Conditions generally were a mixed bag. The biggest change during the pandemic was that most casinos restricted table games to three or four players. At crowded locals casinos, it was very difficult to get a seat, especially if you wanted a particular seat. Many APs reported having to routinely wait over an hour for a seat, often giving up. Wongers couldn’t wong.

Not only was it difficult to get a seat, but there was a lot of awkwardness and sometimes arguing with other patrons. If you actually played, you might have had someone standing right behind you waiting for a seat, literally breathing down your neck (during a pandemic).

On the other hand, if you actually got a seat, you then enjoyed a three-handed game, which was noticeably faster than a full table. If your team controlled two or three of the seats, the game speed was probably doubled. The session win rate was noticeably higher as a result. Debating this with some teammates, we think that all things considered, we prefer the restriction on number of players.

Other pandemic protocols were a mixed bag as well. Masks and plexiglass made it harder to hear and see. I’m not the only one to report my glasses fogging up due to the mask. Teammates had a hard time hearing verbal signals. However, dealers couldn’t hear us talking either, and masked dealers behind plexiglass were less chatty, further boosting our game speed. There’s a big lesson there for all APs, but especially the loquacious counters: Enough talk!

Were there “special” opportunities? Yes. As a direct consequence of tables being limited to three players, some casinos started allowing players to play two boxes on games that were previously limited to one. All players, AP or otherwise, prefer this option.

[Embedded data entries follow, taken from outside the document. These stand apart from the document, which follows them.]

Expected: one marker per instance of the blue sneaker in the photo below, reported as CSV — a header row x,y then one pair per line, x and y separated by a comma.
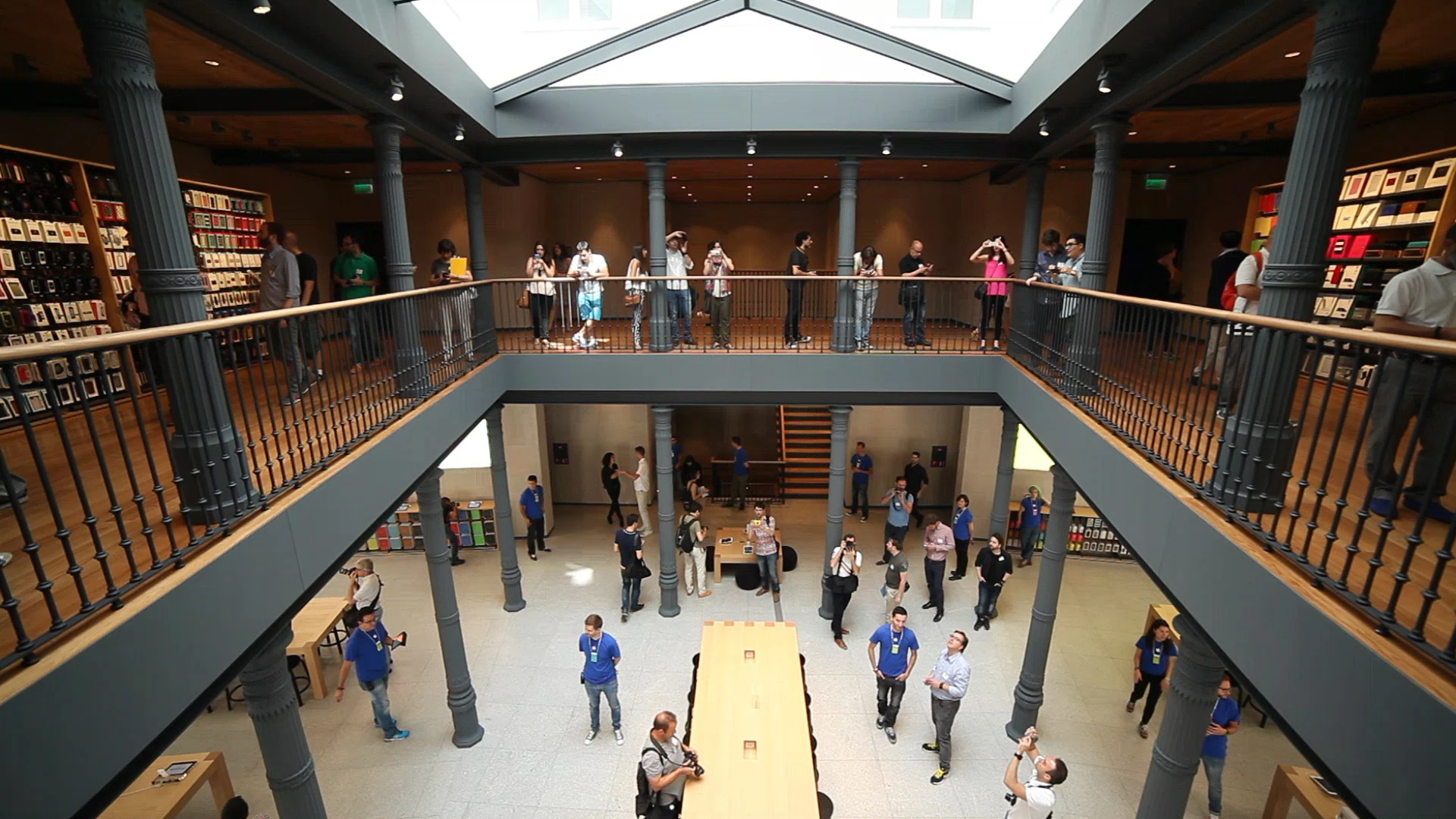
x,y
1435,510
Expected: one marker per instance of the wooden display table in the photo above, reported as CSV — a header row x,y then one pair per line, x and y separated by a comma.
x,y
750,726
164,802
730,548
310,630
1292,783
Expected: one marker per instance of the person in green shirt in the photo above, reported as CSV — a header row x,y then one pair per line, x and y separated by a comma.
x,y
356,275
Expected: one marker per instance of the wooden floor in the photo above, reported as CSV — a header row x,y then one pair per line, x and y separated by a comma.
x,y
1153,403
114,513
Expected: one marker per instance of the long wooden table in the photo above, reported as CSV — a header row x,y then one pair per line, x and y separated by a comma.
x,y
750,726
310,630
142,800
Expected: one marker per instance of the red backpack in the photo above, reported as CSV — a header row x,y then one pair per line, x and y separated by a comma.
x,y
1231,290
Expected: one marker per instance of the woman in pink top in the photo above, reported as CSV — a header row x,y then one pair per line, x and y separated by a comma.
x,y
998,262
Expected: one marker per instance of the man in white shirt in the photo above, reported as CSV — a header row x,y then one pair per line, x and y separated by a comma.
x,y
679,297
588,268
1033,799
1420,302
1248,281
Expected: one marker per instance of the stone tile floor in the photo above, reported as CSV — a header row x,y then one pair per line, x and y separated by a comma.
x,y
532,763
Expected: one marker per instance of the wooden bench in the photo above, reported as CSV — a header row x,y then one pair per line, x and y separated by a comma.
x,y
142,800
750,726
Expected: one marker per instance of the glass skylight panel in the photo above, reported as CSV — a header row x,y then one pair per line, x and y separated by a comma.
x,y
999,37
503,39
748,47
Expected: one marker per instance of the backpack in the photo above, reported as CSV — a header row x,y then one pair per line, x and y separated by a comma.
x,y
1231,290
685,534
647,798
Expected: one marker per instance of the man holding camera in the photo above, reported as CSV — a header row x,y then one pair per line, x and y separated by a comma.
x,y
667,765
1033,799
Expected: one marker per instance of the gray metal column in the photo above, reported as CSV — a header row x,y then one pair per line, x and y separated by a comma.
x,y
1087,334
504,515
666,510
1178,746
660,319
835,523
482,308
411,372
1005,463
1258,439
459,692
273,704
842,340
1044,610
207,452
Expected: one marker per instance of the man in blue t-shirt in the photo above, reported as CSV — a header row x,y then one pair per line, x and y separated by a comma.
x,y
367,651
897,651
1223,722
862,466
601,675
1031,532
535,512
740,472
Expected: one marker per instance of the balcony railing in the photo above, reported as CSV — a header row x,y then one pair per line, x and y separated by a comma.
x,y
109,477
1338,464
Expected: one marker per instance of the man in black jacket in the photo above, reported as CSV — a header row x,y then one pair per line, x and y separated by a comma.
x,y
1223,265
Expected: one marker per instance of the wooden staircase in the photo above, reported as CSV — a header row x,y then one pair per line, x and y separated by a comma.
x,y
804,435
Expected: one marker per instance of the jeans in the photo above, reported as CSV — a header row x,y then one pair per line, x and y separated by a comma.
x,y
986,599
1030,537
865,302
364,334
1213,768
631,591
913,321
535,534
1398,400
769,572
721,318
595,692
379,700
680,306
935,582
889,691
943,714
1153,686
791,315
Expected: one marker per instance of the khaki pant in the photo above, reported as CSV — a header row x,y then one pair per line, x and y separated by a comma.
x,y
695,564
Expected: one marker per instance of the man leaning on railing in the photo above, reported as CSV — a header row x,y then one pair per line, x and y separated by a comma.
x,y
1420,302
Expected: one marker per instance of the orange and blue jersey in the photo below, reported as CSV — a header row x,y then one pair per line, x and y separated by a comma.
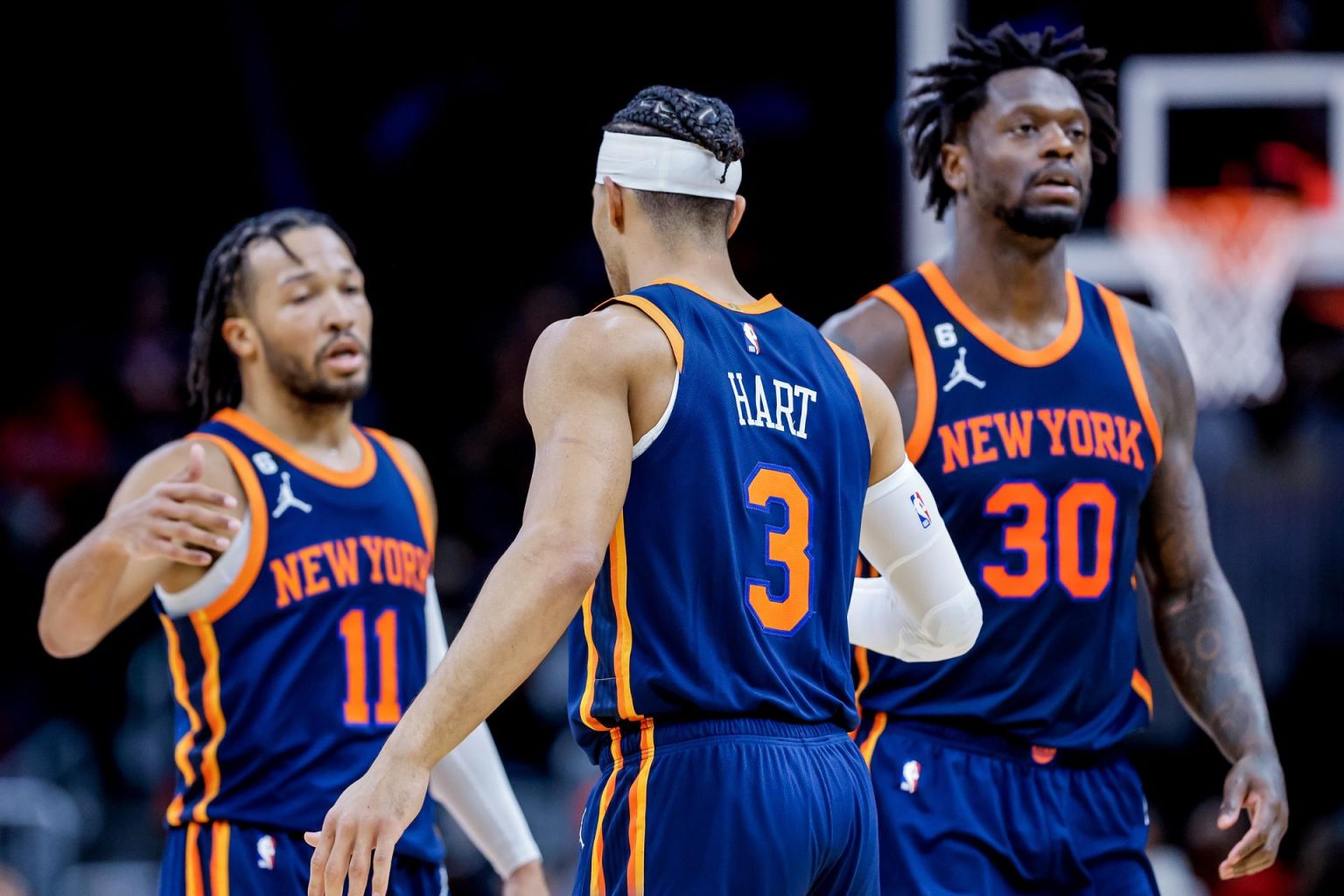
x,y
726,584
710,662
288,684
1040,461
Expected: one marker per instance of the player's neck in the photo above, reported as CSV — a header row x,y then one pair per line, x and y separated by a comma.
x,y
709,269
1002,274
318,430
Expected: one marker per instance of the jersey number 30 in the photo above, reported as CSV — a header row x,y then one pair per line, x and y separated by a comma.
x,y
789,547
1030,539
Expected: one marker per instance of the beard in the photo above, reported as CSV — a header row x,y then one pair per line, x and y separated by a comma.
x,y
306,384
1050,222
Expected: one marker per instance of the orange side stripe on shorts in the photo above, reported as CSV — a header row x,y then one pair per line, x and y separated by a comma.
x,y
879,724
193,883
1145,690
639,810
214,712
597,878
220,858
182,693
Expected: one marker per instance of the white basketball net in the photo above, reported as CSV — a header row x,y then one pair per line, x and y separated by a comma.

In Washington state, the minicasinos erected outdoor tents with better ventilation. However, these tents did not have the proper electronics to manage the progressive jackpots, so the existing jackpot monies were dumped off via very generous promotions. There were backoffs, but some players made a quick five or six figures.

Due to closing times to accommodate coronavirus cleanup procedures, various machine opportunities were available that normally wouldn’t be. In one striking example, a $50000 must-hit-by jackpot that was ready to pop was abandoned on closing night in early 2020, and was available on re-opening day (and hit with about $1000 cash in).

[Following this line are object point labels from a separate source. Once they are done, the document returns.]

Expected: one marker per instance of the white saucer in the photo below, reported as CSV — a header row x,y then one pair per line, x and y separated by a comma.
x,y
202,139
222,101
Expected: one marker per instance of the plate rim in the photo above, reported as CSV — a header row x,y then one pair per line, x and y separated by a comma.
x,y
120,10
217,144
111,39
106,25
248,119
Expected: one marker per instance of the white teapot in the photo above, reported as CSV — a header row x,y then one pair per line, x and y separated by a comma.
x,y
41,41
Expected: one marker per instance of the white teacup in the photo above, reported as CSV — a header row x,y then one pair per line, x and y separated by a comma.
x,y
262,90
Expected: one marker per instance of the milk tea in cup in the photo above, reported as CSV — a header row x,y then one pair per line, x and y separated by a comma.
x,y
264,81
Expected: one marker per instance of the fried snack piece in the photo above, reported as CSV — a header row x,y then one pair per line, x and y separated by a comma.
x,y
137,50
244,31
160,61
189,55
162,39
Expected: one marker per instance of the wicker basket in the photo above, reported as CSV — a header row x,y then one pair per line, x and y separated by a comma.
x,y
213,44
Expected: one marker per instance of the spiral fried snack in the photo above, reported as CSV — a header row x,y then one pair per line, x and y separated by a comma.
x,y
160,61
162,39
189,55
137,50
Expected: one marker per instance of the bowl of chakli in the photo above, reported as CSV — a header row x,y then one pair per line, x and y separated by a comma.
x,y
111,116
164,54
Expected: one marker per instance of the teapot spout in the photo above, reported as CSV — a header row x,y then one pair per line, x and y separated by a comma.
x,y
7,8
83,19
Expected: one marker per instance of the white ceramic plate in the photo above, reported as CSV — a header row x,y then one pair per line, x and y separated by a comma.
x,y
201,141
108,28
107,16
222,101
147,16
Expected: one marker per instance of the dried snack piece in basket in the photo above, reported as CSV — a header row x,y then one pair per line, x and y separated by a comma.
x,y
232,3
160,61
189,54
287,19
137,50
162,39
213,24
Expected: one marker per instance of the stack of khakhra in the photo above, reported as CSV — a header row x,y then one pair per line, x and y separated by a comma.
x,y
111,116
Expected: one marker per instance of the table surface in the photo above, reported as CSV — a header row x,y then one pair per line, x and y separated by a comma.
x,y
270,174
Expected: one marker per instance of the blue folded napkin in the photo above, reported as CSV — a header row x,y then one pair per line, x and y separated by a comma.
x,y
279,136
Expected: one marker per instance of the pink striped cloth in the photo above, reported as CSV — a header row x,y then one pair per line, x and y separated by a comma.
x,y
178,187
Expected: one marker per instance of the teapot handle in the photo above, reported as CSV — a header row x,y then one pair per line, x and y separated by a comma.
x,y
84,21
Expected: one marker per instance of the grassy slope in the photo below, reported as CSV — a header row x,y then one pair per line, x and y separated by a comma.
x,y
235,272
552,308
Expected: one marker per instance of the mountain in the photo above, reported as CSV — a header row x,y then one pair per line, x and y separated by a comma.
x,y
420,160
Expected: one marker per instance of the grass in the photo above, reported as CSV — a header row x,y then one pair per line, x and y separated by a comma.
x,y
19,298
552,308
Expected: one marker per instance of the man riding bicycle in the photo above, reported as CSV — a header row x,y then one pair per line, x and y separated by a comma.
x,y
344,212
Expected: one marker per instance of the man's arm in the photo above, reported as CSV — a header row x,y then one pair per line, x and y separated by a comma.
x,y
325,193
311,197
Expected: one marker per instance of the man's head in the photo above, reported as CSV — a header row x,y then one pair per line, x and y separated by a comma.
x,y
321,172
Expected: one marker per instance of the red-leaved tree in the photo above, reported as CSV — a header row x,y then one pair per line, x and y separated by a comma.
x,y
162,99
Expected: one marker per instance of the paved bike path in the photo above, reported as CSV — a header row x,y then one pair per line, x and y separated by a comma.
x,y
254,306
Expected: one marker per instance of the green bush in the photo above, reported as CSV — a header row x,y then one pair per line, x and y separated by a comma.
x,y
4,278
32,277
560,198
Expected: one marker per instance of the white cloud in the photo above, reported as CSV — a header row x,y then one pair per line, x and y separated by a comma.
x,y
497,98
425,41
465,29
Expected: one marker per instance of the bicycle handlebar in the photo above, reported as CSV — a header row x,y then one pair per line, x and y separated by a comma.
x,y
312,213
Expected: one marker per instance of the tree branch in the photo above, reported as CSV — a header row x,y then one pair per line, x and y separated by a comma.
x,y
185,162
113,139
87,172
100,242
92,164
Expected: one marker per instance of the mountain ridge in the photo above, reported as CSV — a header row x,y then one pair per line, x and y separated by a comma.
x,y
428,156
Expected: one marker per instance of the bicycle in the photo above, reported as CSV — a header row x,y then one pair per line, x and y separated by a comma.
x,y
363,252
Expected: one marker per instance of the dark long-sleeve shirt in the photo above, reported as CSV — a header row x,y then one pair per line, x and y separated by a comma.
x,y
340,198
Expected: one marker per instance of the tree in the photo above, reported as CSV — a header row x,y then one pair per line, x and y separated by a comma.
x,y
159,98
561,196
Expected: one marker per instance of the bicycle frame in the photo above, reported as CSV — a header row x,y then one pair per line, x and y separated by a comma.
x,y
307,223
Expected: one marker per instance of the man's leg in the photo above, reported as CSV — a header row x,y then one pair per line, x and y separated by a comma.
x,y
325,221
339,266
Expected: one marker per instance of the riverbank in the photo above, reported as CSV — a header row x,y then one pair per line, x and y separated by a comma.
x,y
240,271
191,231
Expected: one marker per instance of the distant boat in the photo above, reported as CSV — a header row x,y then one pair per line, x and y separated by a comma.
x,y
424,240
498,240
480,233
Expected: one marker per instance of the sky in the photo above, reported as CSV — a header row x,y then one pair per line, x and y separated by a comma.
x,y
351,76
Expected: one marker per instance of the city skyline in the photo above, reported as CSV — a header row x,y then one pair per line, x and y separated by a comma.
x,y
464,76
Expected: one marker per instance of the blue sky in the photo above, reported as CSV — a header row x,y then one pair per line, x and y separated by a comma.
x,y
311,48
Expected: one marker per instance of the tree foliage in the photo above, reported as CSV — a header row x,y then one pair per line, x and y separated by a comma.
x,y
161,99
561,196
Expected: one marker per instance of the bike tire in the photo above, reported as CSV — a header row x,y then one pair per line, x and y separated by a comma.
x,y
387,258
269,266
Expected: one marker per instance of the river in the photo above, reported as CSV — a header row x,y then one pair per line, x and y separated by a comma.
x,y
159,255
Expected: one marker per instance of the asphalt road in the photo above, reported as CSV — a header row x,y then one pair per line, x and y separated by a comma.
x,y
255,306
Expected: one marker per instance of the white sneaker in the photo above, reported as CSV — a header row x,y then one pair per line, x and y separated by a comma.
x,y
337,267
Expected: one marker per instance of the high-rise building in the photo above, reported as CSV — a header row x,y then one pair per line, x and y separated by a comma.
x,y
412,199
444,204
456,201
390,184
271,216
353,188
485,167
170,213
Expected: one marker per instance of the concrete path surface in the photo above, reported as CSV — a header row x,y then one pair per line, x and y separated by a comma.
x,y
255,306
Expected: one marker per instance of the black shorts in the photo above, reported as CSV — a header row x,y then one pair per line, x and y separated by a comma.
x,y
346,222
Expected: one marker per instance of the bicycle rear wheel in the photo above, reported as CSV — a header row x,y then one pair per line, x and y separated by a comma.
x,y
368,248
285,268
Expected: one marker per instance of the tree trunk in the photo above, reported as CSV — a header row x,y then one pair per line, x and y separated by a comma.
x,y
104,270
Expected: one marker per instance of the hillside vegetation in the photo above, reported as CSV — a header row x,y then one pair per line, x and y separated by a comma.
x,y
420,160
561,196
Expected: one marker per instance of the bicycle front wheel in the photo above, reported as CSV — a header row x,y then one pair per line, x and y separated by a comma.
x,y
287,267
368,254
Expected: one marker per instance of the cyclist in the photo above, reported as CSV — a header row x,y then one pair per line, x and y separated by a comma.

Due to the lockdowns (and perhaps the stimulus checks), online poker made a bit of a resurgence. Sitting at home for months was a perfect time to play online and study GTO strategies and tutorial videos.

But for all the paranoid casino personnel who are sweating all the supposed special opportunities for APs, I want to explain something: Adaptable APs can always find targets. At any time in any context, finding playable targets is just routine business. It’s nothing special. We’d rather not have restrictions on travel, dining, and entertainment. We do not want to wear masks (but we will do our part). And we certainly don’t want the risk of disease.

For those APs who avoided casinos during the pandemic, who are now wondering whether they over-reacted and played it too safe, I can share some insight there, too. Do we know people who went to casinos a lot who died of coronavirus? Yes. Do we know family and friends who got it? Yes. Did I personally get coronavirus? Yes. And I got it at the casino.

I consider myself a numbers guy, but I’m willing to boil it down to the practical bottom line (so please don’t nitpick me here). If you played only casinos that required masks and also banned smoking and drinking, and you yourself were careful, you could have played actively and not gotten the virus. But if you played full-time, including casinos that didn’t have those full restrictions, you were likely to get it. And if you had gotten it, that’s a gamble you don’t want to take. I consider my own symptoms to have been on the mild, lucky side, but they were still worrisome, and not like the flu. Had any of my older (or fatter!) teammates gotten it, or any attendees at The Ball, I’d be extremely worried.

Of course, we’re not out of the woods. So if you’re still staying home, I’d say to hunker down and keep watching Netflix (I recommend the IP Man series). When we get to the other side of this pandemic, the games will still be there.